ようこそときめき部!~恋も夢も見つかるときめきだらけの部活動⁉
「そ! みのりちゃんは、まだときめき部のどの部に所属するのか、決めてないよね?」
「え、あ、はい……」
「だったらさ、今度の部活動発表会、みのりちゃんが入った部活が、ときめき部の代表として発表すればいいんじゃない?」
「ええっ!」
「そうすれば、部員が二人の部活になるわけだし、ときめき部の代表として相応しいでしょ?」
三滝先輩の意見に、きょとんとする私。
対して、みんなは「たしかに」と深くうなずいていた。
「たしかにそれなら、ときめき部の代表として発表するのに相応しいかもしれないな。

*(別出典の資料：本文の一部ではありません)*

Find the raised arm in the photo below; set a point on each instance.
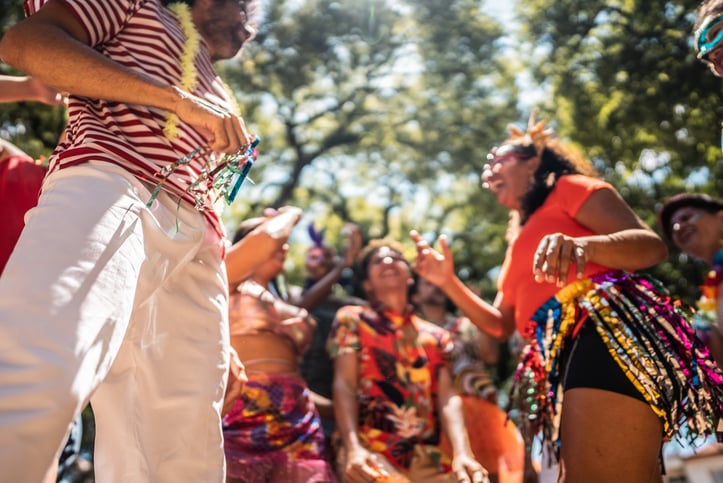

俺たちはそれぞれ部員が一人しかいない部活動だが、咲森がどこかに所属すれば、ときめき部の中でその部が二人になり、有利になるわけだ」
「え? え?」
私の理解が追いつかない間に、とんとん拍子で話が進んでいく。
「え、ええと、つまり……?」
私の言葉に、星名くんが答える。
「つまり、咲森さんが選んでくれた部活が、ときめき部の代表になるってことだよ」
「え、……ええええっ!?」
私がときめき部内のどこかの部に入れば、その部が二人になって有利になる。
それって、私の責任重大すぎない!?!?
「そういうことだ。咲森、急かして悪いが、きみにはどの部に入るのか、決めてもらう」
「え、えーっと……!」
困り果てる私に、三滝先輩がぐいっと距離をつめてくる。
「やっぱりみのりちゃんは写真部だよね?」
それを押しのけるように、夏目先輩がクールに言う。
「文芸部一択。そうだろ?」
あれ、この展開昨日もあったような……?
そこに六崎先輩の低い声が上から降ってくる。
「軽音楽部、どうだ? 俺が音楽を教えてやるぞ」
「……ほ、放送部も、いいと思う……。咲森さん、声きれいだし……」
伊瀬先輩も小さな声でちゃっかり勧誘してくる。
「ええっと……」
振り返ればやっぱり笑顔の星名くんがいて。
「俺も咲森さんに天文部に入ってほしいから、先輩たちにはゆずれないかも」
昨日よりも勧誘が増えてるっ……!!
私、どうしたらいいの!?
「咲森、軽音部だ。一緒に音楽を奏でるぞ」
「みのりちゃん、写真部だよ! 一緒に写真を撮ってついでにデートもしよっか」
「は? 三滝はなにを言ってるんだ? 咲森、こんな軽薄なやつと同じ部はやめろ。文芸部にしろ」
「放送部……、いいと思うよ……」
「俺、咲森さんと天体観測したいな。星、興味ないかな?」
じりじりと詰め寄ってくるみんなに、私の頭はオーバーヒートした。
そんなにすぐには決められないよ……っ!
だって私、優柔不断だし、まだ自分の夢もしたいこともわからないんだもん……!!
この日から私は、ときめき部内での部員争奪戦に巻きこまれることになった。